Officers in command at fires may order 1 3/4 inch hose stretched as the second or third line when in their judgment it is compatible with fire conditions and their strategy of extinguishment/containment and/or exposure protection.

Officers in command at fires may order several 1 3/4 inch hose stretched into exposures when it is compatible with fire conditions and their strategy of extinguishment/containment and/or exposure protection.

All hoselines stretched from standpipes shall be 2 1/2-inch diameter hose with a 1 1/8 inch smooth bore tip. (a 1 1/4 inch tip is preferred by some companies, it flows 60 gpm more than the 1 1/8 and the friction loss is not excessive.) All hoselines lines stretched from standpipes shall be connected to outlets on floors below the fire floor.

The use of 2 1/2-inch hose line at standpipe operations is required due to the large volumes of water it can deliver with low friction loss per length. The 1 1/8-inch tip will produce a fire stream at extremely low pressure and is difficult to clog.

21. My thought is very simple although there are many different factors on a true fire.
Offensive attack - 2+, 1 3/4" lines
Defensive attack - 2+, 2 1/2" lines

22. Most everyone here hit it on the nose. All I can add is this "Go big early, go long and NEVER come up short." If you have any doubt, pull the duece and a half. Remember your academy stuff- 1.75 can give you about 60-175 GPM, look at your structure and look at involvement. If 175 GPM won't do it, then go big. If you got second and third in engine companies, pull two small and hold your duece and a half at the door for back-up. Good Luck. --FDirish

LOL! Damn Squad. Did you actually sit there and type that out word for word?! LOL

Ever gotten the new Loo, who see's a lick of flame out an upper story window, an decides automatically to pull a 2 1/2"? lol. Did happen once lol.

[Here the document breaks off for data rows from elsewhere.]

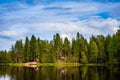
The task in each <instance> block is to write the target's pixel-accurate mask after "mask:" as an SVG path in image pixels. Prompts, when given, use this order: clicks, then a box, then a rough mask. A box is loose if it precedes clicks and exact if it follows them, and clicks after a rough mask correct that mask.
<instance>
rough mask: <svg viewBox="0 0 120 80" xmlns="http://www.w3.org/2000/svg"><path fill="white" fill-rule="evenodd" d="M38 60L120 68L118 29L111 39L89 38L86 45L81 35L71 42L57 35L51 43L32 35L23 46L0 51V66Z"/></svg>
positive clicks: (100, 37)
mask: <svg viewBox="0 0 120 80" xmlns="http://www.w3.org/2000/svg"><path fill="white" fill-rule="evenodd" d="M36 58H37V59H38V62H39V63H55V62H57V61H58V60H61V61H63V62H66V63H81V64H88V63H95V64H99V63H100V64H120V29H118V30H117V32H116V33H115V34H113V35H107V36H104V35H97V36H94V35H92V36H91V37H90V38H89V41H87V39H85V38H84V37H83V36H82V35H81V34H80V33H77V34H76V38H73V39H72V41H70V40H69V39H68V38H67V37H66V38H65V39H64V40H63V39H62V38H61V37H60V34H59V33H56V34H55V35H54V36H53V40H51V41H49V40H41V39H40V38H36V37H35V36H34V35H32V36H31V38H28V37H26V39H25V42H23V41H22V40H17V41H16V43H15V44H14V45H12V46H11V48H10V50H9V51H0V63H25V62H30V61H33V60H34V59H36Z"/></svg>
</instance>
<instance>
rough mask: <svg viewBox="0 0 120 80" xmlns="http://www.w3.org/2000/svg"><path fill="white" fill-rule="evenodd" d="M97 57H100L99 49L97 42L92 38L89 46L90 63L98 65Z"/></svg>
mask: <svg viewBox="0 0 120 80" xmlns="http://www.w3.org/2000/svg"><path fill="white" fill-rule="evenodd" d="M97 57H98V47H97V44H96V42H95V41H94V40H93V38H91V39H90V44H89V62H92V63H97Z"/></svg>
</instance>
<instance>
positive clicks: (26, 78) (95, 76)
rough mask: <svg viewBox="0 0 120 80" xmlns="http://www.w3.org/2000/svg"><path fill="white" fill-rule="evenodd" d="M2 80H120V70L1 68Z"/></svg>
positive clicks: (113, 69)
mask: <svg viewBox="0 0 120 80" xmlns="http://www.w3.org/2000/svg"><path fill="white" fill-rule="evenodd" d="M0 80H120V68H119V67H88V66H79V67H74V66H73V67H54V66H43V67H34V68H33V67H32V68H30V67H29V68H28V67H10V66H0Z"/></svg>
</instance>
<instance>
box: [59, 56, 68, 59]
mask: <svg viewBox="0 0 120 80" xmlns="http://www.w3.org/2000/svg"><path fill="white" fill-rule="evenodd" d="M57 59H67V56H66V55H57Z"/></svg>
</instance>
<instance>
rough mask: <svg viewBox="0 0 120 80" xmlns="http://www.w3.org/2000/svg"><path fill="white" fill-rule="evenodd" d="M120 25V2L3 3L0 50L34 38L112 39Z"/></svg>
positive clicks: (95, 0)
mask: <svg viewBox="0 0 120 80" xmlns="http://www.w3.org/2000/svg"><path fill="white" fill-rule="evenodd" d="M119 25H120V0H0V50H10V48H11V45H12V44H14V43H15V41H16V40H20V39H22V40H23V41H24V40H25V37H26V36H28V37H29V38H30V37H31V35H35V36H36V37H39V38H40V39H47V40H52V39H53V35H54V34H55V33H59V34H60V35H61V37H62V38H63V39H64V38H65V37H68V39H72V38H74V37H75V36H76V33H77V32H79V33H80V34H82V35H83V36H84V37H85V38H86V39H88V38H89V37H90V36H91V35H101V34H102V35H105V36H106V35H108V34H110V35H112V34H114V33H116V31H117V29H118V26H119Z"/></svg>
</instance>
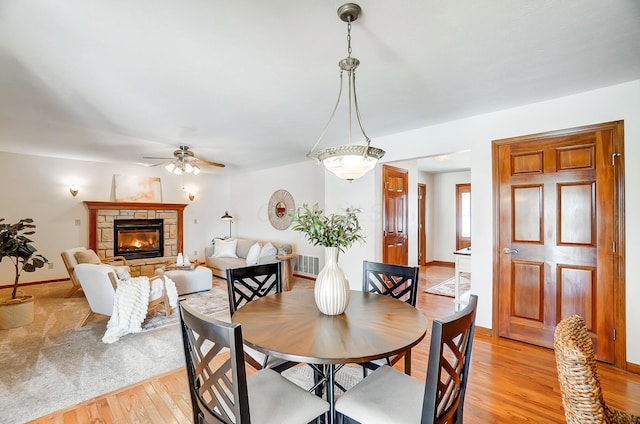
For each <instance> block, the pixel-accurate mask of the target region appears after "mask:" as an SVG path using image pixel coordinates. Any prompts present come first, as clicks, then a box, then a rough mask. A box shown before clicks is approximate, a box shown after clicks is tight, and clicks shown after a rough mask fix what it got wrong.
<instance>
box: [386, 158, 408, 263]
mask: <svg viewBox="0 0 640 424" xmlns="http://www.w3.org/2000/svg"><path fill="white" fill-rule="evenodd" d="M408 181H409V177H408V174H407V170H406V169H402V168H396V167H394V166H389V165H384V166H383V167H382V184H383V205H384V211H383V223H382V226H383V229H384V233H383V248H382V261H383V262H384V263H388V264H396V265H407V264H408V259H409V256H408V249H407V219H408V210H407V200H408V194H407V191H408V189H407V188H408V187H409V184H408Z"/></svg>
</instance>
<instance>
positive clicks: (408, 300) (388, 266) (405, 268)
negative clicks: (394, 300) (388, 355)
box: [360, 261, 420, 377]
mask: <svg viewBox="0 0 640 424" xmlns="http://www.w3.org/2000/svg"><path fill="white" fill-rule="evenodd" d="M419 272H420V268H419V267H409V266H403V265H393V264H385V263H379V262H370V261H364V262H363V264H362V291H364V292H371V293H376V294H381V295H385V296H391V297H393V298H396V299H398V300H402V301H403V302H406V303H408V304H409V305H411V306H414V307H415V306H416V299H417V297H418V283H419V277H418V274H419ZM402 358H404V360H405V361H404V371H405V373H406V374H407V375H411V349H408V350H407V351H405V352H401V353H399V354H397V355H393V356H391V357H388V358H383V359H377V360H375V361H370V362H365V363H362V364H360V365H362V367H363V370H362V371H363V375H364V376H365V377H366V376H367V370H375V369H377V368H378V367H380V366H382V365H390V366H393V365H394V364H395V363H397V362H398V361H399V360H400V359H402Z"/></svg>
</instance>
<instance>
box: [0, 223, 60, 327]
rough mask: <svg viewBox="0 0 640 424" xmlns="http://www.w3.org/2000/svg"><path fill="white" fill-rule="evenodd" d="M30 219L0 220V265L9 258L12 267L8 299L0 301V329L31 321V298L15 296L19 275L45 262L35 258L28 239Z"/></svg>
mask: <svg viewBox="0 0 640 424" xmlns="http://www.w3.org/2000/svg"><path fill="white" fill-rule="evenodd" d="M35 228H36V226H35V224H34V223H33V219H31V218H25V219H21V220H20V221H18V222H17V223H15V224H6V223H4V218H0V262H2V260H4V258H9V260H10V261H11V262H12V263H13V265H14V267H15V278H14V280H13V291H12V292H11V297H10V298H8V299H0V329H7V328H14V327H19V326H21V325H25V324H29V323H31V322H32V321H33V296H18V282H19V281H20V275H21V274H22V272H23V271H24V272H34V271H35V270H37V269H38V268H42V267H43V266H44V264H46V263H47V262H48V261H47V259H46V258H45V257H44V256H42V255H40V254H38V253H37V250H36V248H35V247H33V245H32V244H31V243H33V241H32V240H31V239H29V237H27V236H30V235H32V234H35Z"/></svg>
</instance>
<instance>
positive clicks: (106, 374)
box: [0, 283, 229, 423]
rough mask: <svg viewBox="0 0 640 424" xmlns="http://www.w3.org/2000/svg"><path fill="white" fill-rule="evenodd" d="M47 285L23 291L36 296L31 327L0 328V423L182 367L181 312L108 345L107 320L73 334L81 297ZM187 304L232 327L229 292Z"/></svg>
mask: <svg viewBox="0 0 640 424" xmlns="http://www.w3.org/2000/svg"><path fill="white" fill-rule="evenodd" d="M42 286H50V287H52V288H47V290H49V291H48V292H46V293H38V291H42V290H43V289H42V288H38V287H36V286H32V287H29V288H25V291H26V292H28V294H33V295H35V296H36V320H35V321H34V323H33V324H30V325H29V326H25V327H22V328H17V329H11V330H0V341H1V343H0V369H2V370H4V371H3V372H2V373H0V405H2V407H1V409H2V418H0V422H2V423H24V422H27V421H30V420H33V419H36V418H39V417H41V416H43V415H46V414H49V413H51V412H53V411H57V410H60V409H63V408H66V407H68V406H71V405H74V404H76V403H80V402H83V401H85V400H88V399H92V398H94V397H96V396H99V395H102V394H104V393H108V392H111V391H113V390H116V389H119V388H121V387H125V386H129V385H131V384H134V383H137V382H140V381H143V380H146V379H148V378H151V377H154V376H156V375H160V374H163V373H166V372H169V371H172V370H175V369H177V368H180V367H183V366H184V352H183V347H182V336H181V334H180V328H179V325H178V321H179V317H178V313H177V311H176V312H174V313H173V314H172V315H171V316H170V317H165V316H164V315H163V314H160V313H159V314H156V315H154V316H152V317H151V318H150V319H149V320H148V321H146V322H145V323H144V324H143V331H142V332H141V333H138V334H128V335H126V336H124V337H122V338H120V340H118V341H117V342H116V343H113V344H105V343H103V342H102V336H103V335H104V332H105V330H106V324H107V318H106V317H97V318H94V319H92V320H91V321H90V322H89V323H88V324H87V325H86V326H84V327H82V328H76V326H77V324H78V323H79V322H80V321H81V320H82V317H83V316H84V315H85V314H86V313H87V310H88V305H87V301H86V299H85V298H84V296H83V295H82V294H81V293H78V294H77V295H74V296H72V297H71V298H69V299H64V295H65V294H66V292H67V291H68V284H63V283H53V284H45V285H42ZM186 298H187V301H188V302H189V303H190V304H192V305H193V306H194V307H196V308H197V309H199V310H200V311H201V312H203V313H206V314H209V315H211V314H212V315H213V316H214V317H215V318H217V319H220V320H227V321H228V319H229V318H228V316H229V313H228V309H229V306H228V300H227V297H226V286H224V285H220V286H217V287H214V289H213V290H211V291H210V292H203V293H201V294H195V295H191V296H186Z"/></svg>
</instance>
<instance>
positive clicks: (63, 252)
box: [60, 247, 129, 298]
mask: <svg viewBox="0 0 640 424" xmlns="http://www.w3.org/2000/svg"><path fill="white" fill-rule="evenodd" d="M60 256H62V262H63V263H64V266H65V268H66V269H67V272H68V273H69V279H70V280H71V284H72V287H71V290H69V293H67V294H66V295H65V296H64V297H65V298H68V297H71V296H73V295H74V293H75V292H77V291H78V290H80V289H81V288H82V286H81V285H80V282H79V281H78V279H77V277H76V274H75V273H74V269H75V267H76V265H78V264H80V263H92V264H96V265H97V264H100V263H106V264H114V263H115V265H112V266H113V268H114V269H116V270H117V269H118V268H120V269H123V270H125V271H127V272H129V267H128V266H127V260H126V259H125V258H124V256H114V257H110V258H104V259H102V260H101V259H100V258H99V257H98V255H97V254H96V253H95V252H94V251H93V250H91V249H87V248H86V247H73V248H71V249H66V250H63V251H62V252H60ZM118 262H119V263H121V265H120V266H118V265H117V263H118Z"/></svg>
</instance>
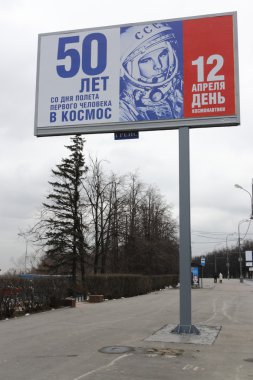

24. Although everyone has helped gain a little insight....how many (only a couple people on this post) have addressed more than one line?
most residential fires in my area get a 1 3/4 attack line unless there is an access problem(200ft preconnect)which then would call for the commercial line(300 ft....200ft 1 3/4 over 100ft 2 1/2)
our protocol is(of course 2 in 2 out) but if you pull one line you had better have the backup line in place as well and it had better be bigger and be able to flow more(you dont want to do the "dear chief" letter.)NFPA has all the fire flow formulas you need for fire flow...WOW..I wish they could talk our hydrants into flowing that much water when we need it...just some food for thought...dont forget the backup line though guys...

Paid is career, volunteer is volunteer...we're always professional

25. Remember 3 things
1. GPM's required: (LxW)/4/percent of involvement
2. Application rate: the faster you apply the required GPM's the faster it goes out
3. As stated earlier always pull a back up line(s) equal to your attack line(s)

The bottom line: Pull the most practical line(s) that can apply the required GPM's the fastest, along with a back line(s) up of equal capability.